Several definitions of "vestigial" are commonly used. Only one is presented here: apparent lack of function. Others include "reduced function" and "unknown function". These depend on POV. PrometheusX303 20:36, 27 June 2007 (EDT)

Article Move

Hey, thanks for combining these two articles. That really needed to be done. I noticed that you undid my recent edit in the process and was wondering if you had a problem with it or just did it on accident. The reason I made the change was that the sources cited on that last sentence do not support the statement made. Please see talk:Vestigial_structures in the section "human appendix" if you have questions about this point as it was actually settled some time ago. GodWarrior 22:03, 5 October 2007 (EDT)
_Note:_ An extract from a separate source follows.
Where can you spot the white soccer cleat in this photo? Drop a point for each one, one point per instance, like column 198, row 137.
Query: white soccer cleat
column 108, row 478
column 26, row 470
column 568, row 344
No, it wasn't settled. More accurately, I failed to respond to your last post on the matter. Lack of response is not necessarily the same thing as agreement.
To provide a brief response to that post, whilst your facts are mostly correct, the weight you give them and the conclusions you draw are your interpretations, not facts themselves. For example, you describe one source as a "popular press magazine", which is correct, but overlooks that it is a science magazine, mainly written and read by scientists and people with scientific understanding. You say that two quotes are from the magazine writer and a person from South Africa known by name only. Actually, both answers would have been contributed by readers of the magazine, per the normal way that questions in this particular column are answered. But the magazine would not simply print any and all answers it gets; it would select the answers that it considers to be correct. True, still not a formally-peer-reviewed answer, but more substance than the impression that you give.
Nevertheless, I do think that the additional source that you provided has merit, and I will reinclude it in the article.